I'm in the greenroom last night, minutes before the show, and I hear someone say, "Kamau's in there." Now since everybody I know is already IN the green room and I know I don't know anyone in Seattle, I immediately get suspicious of someone wanting to see me before the show. In walks an older white guy with the longest dreadlocks I've seen outside of... well pretty much anywhere. Trailing behind him was a black woman.
Older Dreadlocked White Guy: I used to have a friend named Kamau. Did you ever live in Oregon?
ODWG stares at me quizzically : You never lived way out in the country in Oregon?
ODWG: Kamau was big like you.
(At this point we go back and forth like this at least three more times, before finally...)
ODWG: You sure you never lived in Oregon? Or the big island in Hawaii?

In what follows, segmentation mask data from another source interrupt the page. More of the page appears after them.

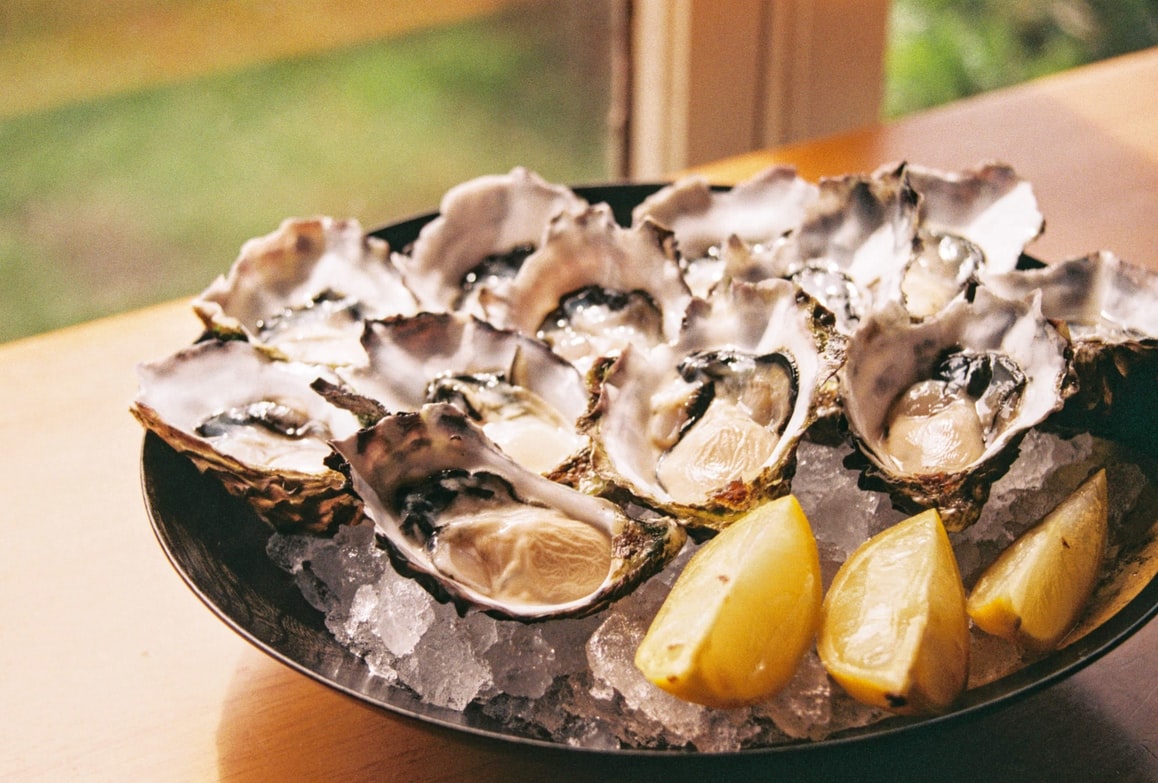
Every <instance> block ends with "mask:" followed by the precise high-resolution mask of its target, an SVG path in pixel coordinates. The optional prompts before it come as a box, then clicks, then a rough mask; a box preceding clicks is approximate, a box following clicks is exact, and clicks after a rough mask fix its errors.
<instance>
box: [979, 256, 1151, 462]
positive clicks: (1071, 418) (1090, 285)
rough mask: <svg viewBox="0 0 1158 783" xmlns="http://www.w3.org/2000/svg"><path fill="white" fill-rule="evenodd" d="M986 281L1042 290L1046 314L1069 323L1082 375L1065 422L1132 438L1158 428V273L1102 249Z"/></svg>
mask: <svg viewBox="0 0 1158 783" xmlns="http://www.w3.org/2000/svg"><path fill="white" fill-rule="evenodd" d="M985 285H988V286H989V287H990V288H992V290H994V291H996V292H998V293H999V294H1002V295H1004V297H1010V298H1014V297H1024V295H1027V294H1028V293H1029V292H1034V291H1040V292H1041V310H1042V313H1043V314H1045V315H1046V317H1048V319H1050V320H1053V321H1055V322H1058V323H1062V324H1064V327H1065V329H1067V331H1068V336H1069V338H1070V344H1071V345H1072V349H1073V368H1075V374H1076V375H1077V379H1078V392H1077V394H1075V395H1073V396H1072V397H1071V398H1070V400H1069V401H1068V403H1067V407H1065V416H1064V419H1065V423H1068V424H1070V425H1072V426H1076V427H1083V429H1094V430H1105V429H1106V427H1116V431H1114V432H1112V433H1111V434H1113V436H1114V437H1117V438H1121V439H1123V440H1126V441H1128V442H1145V440H1144V439H1145V438H1153V437H1155V434H1158V433H1156V422H1158V418H1156V412H1155V411H1153V410H1151V409H1150V405H1149V403H1146V402H1145V398H1146V395H1149V394H1151V393H1152V389H1153V388H1155V386H1156V385H1158V308H1156V307H1155V302H1158V273H1155V272H1153V271H1151V270H1149V269H1144V268H1141V266H1135V265H1133V264H1129V263H1128V262H1124V261H1122V259H1121V258H1119V257H1117V256H1116V255H1114V254H1113V253H1109V251H1101V253H1093V254H1090V255H1087V256H1083V257H1080V258H1071V259H1068V261H1062V262H1058V263H1055V264H1050V265H1048V266H1043V268H1040V269H1025V270H1013V271H1009V272H1005V273H1002V275H992V276H988V277H987V278H985ZM1121 423H1126V424H1124V426H1123V425H1122V424H1121Z"/></svg>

ODWG shakes his head wistfully: I thought you were Kamau.
Me: I AM KAMAU!
1) Why couldn't he wait until after the show when he saw me perform where he could have gathered more information. 2) Why don't some people... (I really want to say white people, but I'm trying to be better about that.) Why don't some people have that thing in there head where they go, "Wait... I should probably hang back and collect more information before I make the mistake of ONCE AGAIN implying that all black people look alike." 3) Why did he make is so difficult for me to justify my existence as a separate Kamau? Can't there be two "Kamaus?" Actually, there are probably thousands and thousands... just not in this country. 4) This was the dreadlocked, liberal, crunchy granola white guy. He is supposed to be on my side, and not make me feel marginalized or even worse not seen as an individual at all. I'm not surprised but I am exhausted.